Discussion: High-level functions that can convert between vector types

[nh2]

Edit: Issue description of the underlying problem #373 (comment)

Below is the original question that led to it:

---

I often work with indices that I'd like to store in Unboxed.Vector Int vectors, and Generic.Vector vector a vectors into which those indices point.

At some point I have to resolve the indices back into the original generic vector type. I would like to do:

import qualified Data.Vector.Generic as VG
import qualified Data.Vector.Unboxed as VU

myIndexVector :: VU.Vector Int

atIndices :: (VG.Vector vector a)  => vector a -> VU.Vector Int -> vector a
atIndices vals indices = VG.map (vals VG.!) indices

(This is basically the same as myVector[indicesVector] does in Python's numpy.)

However in the above, VG.map (xs VG.!) indices does not typecheck, beause map requires that the input vector type be the same as the output vector type.

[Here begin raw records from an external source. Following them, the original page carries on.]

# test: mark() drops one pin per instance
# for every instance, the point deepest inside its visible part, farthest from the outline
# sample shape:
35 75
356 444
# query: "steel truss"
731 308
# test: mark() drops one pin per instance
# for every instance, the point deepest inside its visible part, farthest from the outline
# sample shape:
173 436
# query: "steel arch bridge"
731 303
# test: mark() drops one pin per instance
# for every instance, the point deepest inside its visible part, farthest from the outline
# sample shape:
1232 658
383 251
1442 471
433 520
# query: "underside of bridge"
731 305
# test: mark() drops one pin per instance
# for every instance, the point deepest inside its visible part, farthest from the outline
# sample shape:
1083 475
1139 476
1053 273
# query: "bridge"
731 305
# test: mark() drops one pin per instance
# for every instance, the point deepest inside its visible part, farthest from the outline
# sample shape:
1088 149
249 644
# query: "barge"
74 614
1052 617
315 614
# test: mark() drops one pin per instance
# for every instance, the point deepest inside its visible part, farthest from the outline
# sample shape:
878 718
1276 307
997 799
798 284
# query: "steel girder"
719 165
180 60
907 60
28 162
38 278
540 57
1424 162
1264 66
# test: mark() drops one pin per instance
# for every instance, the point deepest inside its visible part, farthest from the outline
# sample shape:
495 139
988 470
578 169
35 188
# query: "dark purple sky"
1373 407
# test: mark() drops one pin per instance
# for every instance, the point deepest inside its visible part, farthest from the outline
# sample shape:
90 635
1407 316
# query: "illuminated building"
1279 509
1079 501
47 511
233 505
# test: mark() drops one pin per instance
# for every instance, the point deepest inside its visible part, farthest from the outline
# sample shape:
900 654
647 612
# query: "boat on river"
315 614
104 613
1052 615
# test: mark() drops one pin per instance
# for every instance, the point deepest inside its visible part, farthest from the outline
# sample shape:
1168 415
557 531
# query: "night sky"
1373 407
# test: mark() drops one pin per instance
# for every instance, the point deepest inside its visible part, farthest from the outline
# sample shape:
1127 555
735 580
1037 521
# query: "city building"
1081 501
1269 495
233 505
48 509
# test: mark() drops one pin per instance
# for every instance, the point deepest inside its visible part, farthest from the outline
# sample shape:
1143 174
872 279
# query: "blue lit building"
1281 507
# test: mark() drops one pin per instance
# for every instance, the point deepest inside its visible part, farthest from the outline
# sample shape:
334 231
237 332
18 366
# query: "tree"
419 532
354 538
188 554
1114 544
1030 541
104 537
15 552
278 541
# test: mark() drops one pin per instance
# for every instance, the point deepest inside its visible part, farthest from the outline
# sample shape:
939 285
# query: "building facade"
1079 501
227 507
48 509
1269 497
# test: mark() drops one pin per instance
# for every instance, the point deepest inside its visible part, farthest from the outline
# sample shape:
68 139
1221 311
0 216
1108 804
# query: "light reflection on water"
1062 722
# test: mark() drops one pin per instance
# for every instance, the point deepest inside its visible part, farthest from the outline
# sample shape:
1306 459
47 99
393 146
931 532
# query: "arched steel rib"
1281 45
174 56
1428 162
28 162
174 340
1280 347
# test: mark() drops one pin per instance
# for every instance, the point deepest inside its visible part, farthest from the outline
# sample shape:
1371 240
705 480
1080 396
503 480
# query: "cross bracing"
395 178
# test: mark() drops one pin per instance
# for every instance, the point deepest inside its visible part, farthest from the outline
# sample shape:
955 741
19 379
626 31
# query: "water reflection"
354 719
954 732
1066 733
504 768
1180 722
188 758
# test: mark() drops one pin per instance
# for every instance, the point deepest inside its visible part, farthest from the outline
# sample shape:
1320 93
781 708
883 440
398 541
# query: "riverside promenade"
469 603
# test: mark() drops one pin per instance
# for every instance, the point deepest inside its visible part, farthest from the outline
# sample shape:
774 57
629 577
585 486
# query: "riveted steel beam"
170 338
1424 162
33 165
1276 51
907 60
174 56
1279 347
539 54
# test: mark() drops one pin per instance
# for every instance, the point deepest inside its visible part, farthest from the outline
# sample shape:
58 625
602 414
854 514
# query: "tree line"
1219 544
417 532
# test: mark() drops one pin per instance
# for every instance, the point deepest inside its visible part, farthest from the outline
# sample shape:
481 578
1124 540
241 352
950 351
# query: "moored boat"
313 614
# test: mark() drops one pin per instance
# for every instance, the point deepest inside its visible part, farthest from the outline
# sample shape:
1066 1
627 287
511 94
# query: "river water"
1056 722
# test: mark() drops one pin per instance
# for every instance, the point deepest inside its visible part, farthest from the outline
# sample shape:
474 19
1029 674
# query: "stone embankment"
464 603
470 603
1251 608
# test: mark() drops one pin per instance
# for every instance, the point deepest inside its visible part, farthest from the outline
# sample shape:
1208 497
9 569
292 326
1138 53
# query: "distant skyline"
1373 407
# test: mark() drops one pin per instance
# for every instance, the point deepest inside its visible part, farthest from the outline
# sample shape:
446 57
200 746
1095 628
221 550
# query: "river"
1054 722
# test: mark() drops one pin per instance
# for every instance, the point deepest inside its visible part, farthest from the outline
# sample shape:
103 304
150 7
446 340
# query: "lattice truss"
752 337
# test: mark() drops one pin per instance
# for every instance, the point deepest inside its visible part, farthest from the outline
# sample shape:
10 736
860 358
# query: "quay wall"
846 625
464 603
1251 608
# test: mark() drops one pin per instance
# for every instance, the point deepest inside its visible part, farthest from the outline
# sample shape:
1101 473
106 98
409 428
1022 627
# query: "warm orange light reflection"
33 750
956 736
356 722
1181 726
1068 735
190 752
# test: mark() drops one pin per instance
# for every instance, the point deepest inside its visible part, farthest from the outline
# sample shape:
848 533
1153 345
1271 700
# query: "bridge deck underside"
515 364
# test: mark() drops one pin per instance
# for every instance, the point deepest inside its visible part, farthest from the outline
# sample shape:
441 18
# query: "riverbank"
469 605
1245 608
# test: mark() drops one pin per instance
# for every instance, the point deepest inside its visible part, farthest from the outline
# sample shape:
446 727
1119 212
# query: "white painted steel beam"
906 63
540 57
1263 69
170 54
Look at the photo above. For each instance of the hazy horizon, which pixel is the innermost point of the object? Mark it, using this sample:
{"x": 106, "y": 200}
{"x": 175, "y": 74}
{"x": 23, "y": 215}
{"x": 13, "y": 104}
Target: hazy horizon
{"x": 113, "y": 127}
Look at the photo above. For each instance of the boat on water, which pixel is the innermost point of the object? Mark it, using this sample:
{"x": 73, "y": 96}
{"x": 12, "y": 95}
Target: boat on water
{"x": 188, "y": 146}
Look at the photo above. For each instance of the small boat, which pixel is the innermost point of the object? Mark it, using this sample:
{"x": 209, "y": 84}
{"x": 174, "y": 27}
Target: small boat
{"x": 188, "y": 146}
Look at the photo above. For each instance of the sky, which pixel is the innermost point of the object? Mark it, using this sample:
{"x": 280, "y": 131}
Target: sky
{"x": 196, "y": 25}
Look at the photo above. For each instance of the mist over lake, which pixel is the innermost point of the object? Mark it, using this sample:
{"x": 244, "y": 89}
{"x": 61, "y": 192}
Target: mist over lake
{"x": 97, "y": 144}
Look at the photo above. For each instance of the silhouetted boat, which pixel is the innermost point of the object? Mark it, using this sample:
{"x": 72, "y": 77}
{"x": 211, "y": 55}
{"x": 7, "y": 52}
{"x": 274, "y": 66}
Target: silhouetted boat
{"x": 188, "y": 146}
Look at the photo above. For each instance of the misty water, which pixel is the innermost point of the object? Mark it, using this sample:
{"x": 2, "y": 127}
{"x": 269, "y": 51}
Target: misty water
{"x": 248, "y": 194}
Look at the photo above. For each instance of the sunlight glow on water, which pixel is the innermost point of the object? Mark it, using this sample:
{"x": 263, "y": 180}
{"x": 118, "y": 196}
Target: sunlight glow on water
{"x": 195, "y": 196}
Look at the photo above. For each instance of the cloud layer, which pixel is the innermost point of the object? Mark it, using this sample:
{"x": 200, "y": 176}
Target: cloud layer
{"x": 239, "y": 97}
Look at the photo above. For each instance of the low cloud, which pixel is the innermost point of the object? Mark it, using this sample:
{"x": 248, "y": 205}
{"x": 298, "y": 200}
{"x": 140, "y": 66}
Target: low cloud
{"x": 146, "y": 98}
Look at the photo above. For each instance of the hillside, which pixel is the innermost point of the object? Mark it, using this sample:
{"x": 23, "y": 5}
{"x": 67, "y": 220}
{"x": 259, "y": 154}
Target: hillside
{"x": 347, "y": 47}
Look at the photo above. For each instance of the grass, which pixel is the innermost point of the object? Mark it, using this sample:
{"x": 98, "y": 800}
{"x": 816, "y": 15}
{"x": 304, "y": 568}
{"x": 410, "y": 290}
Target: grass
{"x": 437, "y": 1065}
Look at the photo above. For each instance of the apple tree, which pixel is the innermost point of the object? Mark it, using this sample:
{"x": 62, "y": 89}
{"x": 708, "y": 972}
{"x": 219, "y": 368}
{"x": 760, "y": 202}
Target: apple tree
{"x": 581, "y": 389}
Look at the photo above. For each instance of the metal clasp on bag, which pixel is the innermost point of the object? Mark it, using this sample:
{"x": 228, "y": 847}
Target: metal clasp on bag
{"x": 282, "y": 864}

Thus it would be awesome to have a convertingMap function that combines map with convert, of type:

convertingMap :: (Vector v a, Vector w b) => (a -> b) -> v a -> w b

Edit: Solution for this specific function due to @lehins in #373 (comment).

---

Alternatives considered:

• convertingMap vals f = VG.map f (VG.convert vals) or VG.convert (VG.map f vals) isn't great, because it requires that v and w can store the same elements, which sometimes isn't the case, e.g. I can have a data D1 that only works with Unboxed and data D2 that only works with Storable.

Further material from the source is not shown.